Hierzu vielleicht eine kleine Anmerkung: Meines Erachtens ist die
Trennung zwischen Mathematik und Philosophie sowieso nicht so
kategorisch, ebenso die Trennung zu Physik. Letztlich dient das nur
der pragmatischen Orientierung, weil eben viele Physiker keine Lust
haben, sich lange mit Erkenntniskritik aufzuhalten, während
Philosophen sich bei mathematischen Details wohl eher langweilen.
Dieser Ansicht steht m.E. kein logisches Argument
entgegen, stellt aber doch nur ein abstraktes weltanschauliches Denkmodell dar.
Es gibt zwei Probleme mit dieser Ansicht. Erstens wie gehst du mit
einem Intervall wie [0;1] um? Man kann, wittgensteinisch,
argumentieren, dass wir die unendlich viele Zahlen zwischen 0 und 1
überhaupt erst konstruieren. Sie quasi erfinden statt entdecken.
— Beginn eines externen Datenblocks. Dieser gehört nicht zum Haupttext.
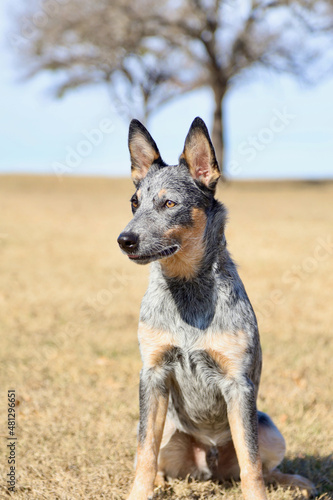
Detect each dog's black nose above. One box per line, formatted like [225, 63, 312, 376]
[117, 233, 139, 253]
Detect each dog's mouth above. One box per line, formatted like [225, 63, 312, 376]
[127, 245, 180, 264]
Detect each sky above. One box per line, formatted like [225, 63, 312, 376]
[0, 0, 333, 179]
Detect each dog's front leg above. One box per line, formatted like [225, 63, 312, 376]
[227, 378, 267, 500]
[128, 368, 169, 500]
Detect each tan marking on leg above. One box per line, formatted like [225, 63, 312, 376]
[228, 402, 267, 500]
[161, 208, 207, 279]
[129, 396, 168, 500]
[138, 321, 175, 367]
[216, 441, 240, 481]
[258, 423, 286, 473]
[196, 330, 248, 378]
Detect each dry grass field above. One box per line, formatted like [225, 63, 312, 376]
[0, 176, 333, 500]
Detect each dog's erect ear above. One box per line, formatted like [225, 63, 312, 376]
[179, 117, 221, 190]
[128, 120, 163, 186]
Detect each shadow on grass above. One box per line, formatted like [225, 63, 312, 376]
[279, 454, 333, 500]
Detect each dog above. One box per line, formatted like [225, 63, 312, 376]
[118, 117, 314, 500]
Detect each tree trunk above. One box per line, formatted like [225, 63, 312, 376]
[212, 84, 226, 180]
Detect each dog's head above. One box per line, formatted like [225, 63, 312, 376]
[118, 118, 220, 278]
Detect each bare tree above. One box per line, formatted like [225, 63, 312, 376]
[9, 0, 333, 172]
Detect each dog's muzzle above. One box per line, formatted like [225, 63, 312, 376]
[117, 233, 139, 253]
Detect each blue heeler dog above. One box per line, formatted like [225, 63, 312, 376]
[118, 118, 313, 500]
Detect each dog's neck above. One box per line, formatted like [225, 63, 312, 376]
[152, 201, 232, 330]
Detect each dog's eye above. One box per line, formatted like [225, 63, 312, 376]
[164, 200, 176, 208]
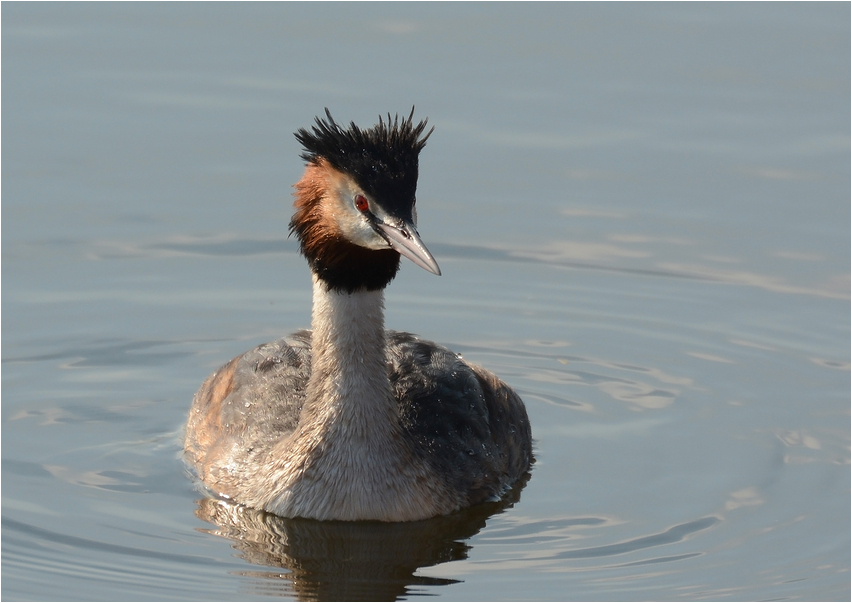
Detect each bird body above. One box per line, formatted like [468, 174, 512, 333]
[185, 112, 532, 521]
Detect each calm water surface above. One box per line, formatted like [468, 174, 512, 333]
[2, 3, 850, 600]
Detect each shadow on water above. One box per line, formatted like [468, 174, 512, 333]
[196, 474, 529, 601]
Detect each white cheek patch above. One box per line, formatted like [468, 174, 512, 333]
[328, 174, 389, 249]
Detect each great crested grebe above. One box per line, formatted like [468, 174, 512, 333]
[185, 109, 532, 521]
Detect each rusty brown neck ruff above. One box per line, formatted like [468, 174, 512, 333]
[290, 158, 399, 293]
Das
führt aber ebenfalls zu gewissen Problemen.
Zweitens, diese Ansicht widerspricht stark der Intuition, mit eine Art
platonischen Gegenstand zu arbeiten.
Die letztlich erfolgte Anerkennung von Cantors
Mengenlehre ist der Lohn für seinen Mut zu eben diesem Grenzübertritt, der im Ergebnis
die gleiche Erkenntnis erbracht hat, wie die (heute meist als Esoterik verschriene)
Annahme des Hermes Trismegistos: „Wie im Großen – so im Kleinen“.
Cantors Ideen widersprechen, zumindest scheinbar, zwei sehr
grundlegenden Annahmen, die bis dahin mehr oder weniger
selbstverständlich geglaubt wurden, das sog. Archimedische Prinzip und
der Inexistenz des aktual Unendlichen. Ersteres sagt aus, dass ein
Teil kleiner als die Gesamtheit sein muss.
Das trifft aber nicht zu, der Inhalt von [0;1] enthält genauso viele
Zahlen wie ganz IR. Sogar mehr Zahlen als IN.
Die heute "orthodoxe Lehre" (ja, ich habe eine Vorliebe für solche
Beschreibungen) geht davon aus, dass diese beiden Annahmen eben falsch
sind. Einige andere Leute suchen dagegen Fehler in Cantors Methode zu
entdecken.
„Wenn die Materie ins Unendliche teilbar ist, so
enthält sie wirklich eine unendliche Menge von Teilen, ein Unendliches, das real und
aktual existiert.“ (Pierre Bayle)
Und Planck?
P.S.: Ich möchte mich entschuldigen. Mein Text weiter oben ist ein
"Schnellschuss" ohne nochmaliges Lesen und tieferen nachdenkens. Er
enthält einige unschöne Fehler und entbehrt jeder Tiefe. Allerdings
ist ja gar nicht klar, ob ich bei längeren Nachdenken etwas
intelligenteres geschaffen hätte, also ist es wohl das Beste, was ich
beitragen kann. Immerhin, die Diskussion halte ich am Leben, oder?